Pablo Picasso Goat's Skull, Bottle and Candle 1952  Read transcriptMP3 Transcript

Narrator: Picasso painted this picture in just a single day in April 1952. It was meant as a memorial to the Greek communist activist Nikos Bellianis (bell-eye-Yannis) who'd been executed two weeks before. Picasso took traditional elements from memento mori paintings - including the skull and the flickering candle - and used just black and white paint. Tate conservator Annette King:

AK: "Although it's black and white there's quite a lot of thought and innovation gone into this painting. The black, we think after analysis, is a house-paint. You can tell it's a house-paint because they use oil which they would boil up to 240 centigrade. And then filter it. And then they would add material to dry the oil and thicken it - things like chalk, talc and kaolin - and if you find these elements in a paint it's quite often thought to be a house-paint. And Picasso is thought to have always had a tin of black and white house-paint in his studio and often used it on paintings. But it's quite difficult to identify without analysis.

The whites on this painting are quite complicated. There's the thin lead-white ground. And if you look at the lines of the bottle you'll see some of the lead-white ground showing through where Picasso hasn't put any paint on the ground. And then there are two different types of white paint. And if you look very closely at the surface textures there are some which have stiff peaks of impasto and this is thought to be a pigment called lithopone - and the reason it makes a stiff paint is because it absorbs lots of oil and you can't actually get it to come runny, it just becomes a nice stiff paste. And Picasso has used this paint largely in the skull of the goat to create the raised impasto peaks.

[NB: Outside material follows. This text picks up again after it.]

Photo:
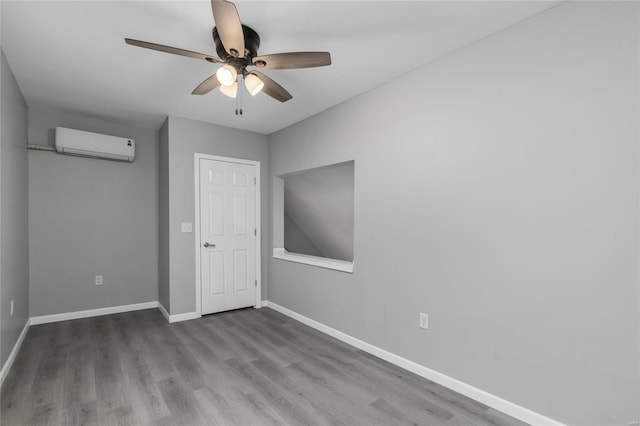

The other white he used has zinc in it and titanium. And this doesn't absorb as much oil and makes a smoother paste. And if you look at the diamond shape above the goat's skull you can see these squiggles of rather free-flowing, circular, brush strokes. He painted with probably quite thin brushes with this painting. He's also used different thicknesses of paint as we know but if you look at the blacks there are also some very fluid lines - if you look at the loop to the right of the candle it's almost sort of dripping slightly. So although it's a grisaille, it's a very serious subject, he's used the textures and all the different paints - he was a master at knowing which paints to use to create which effects."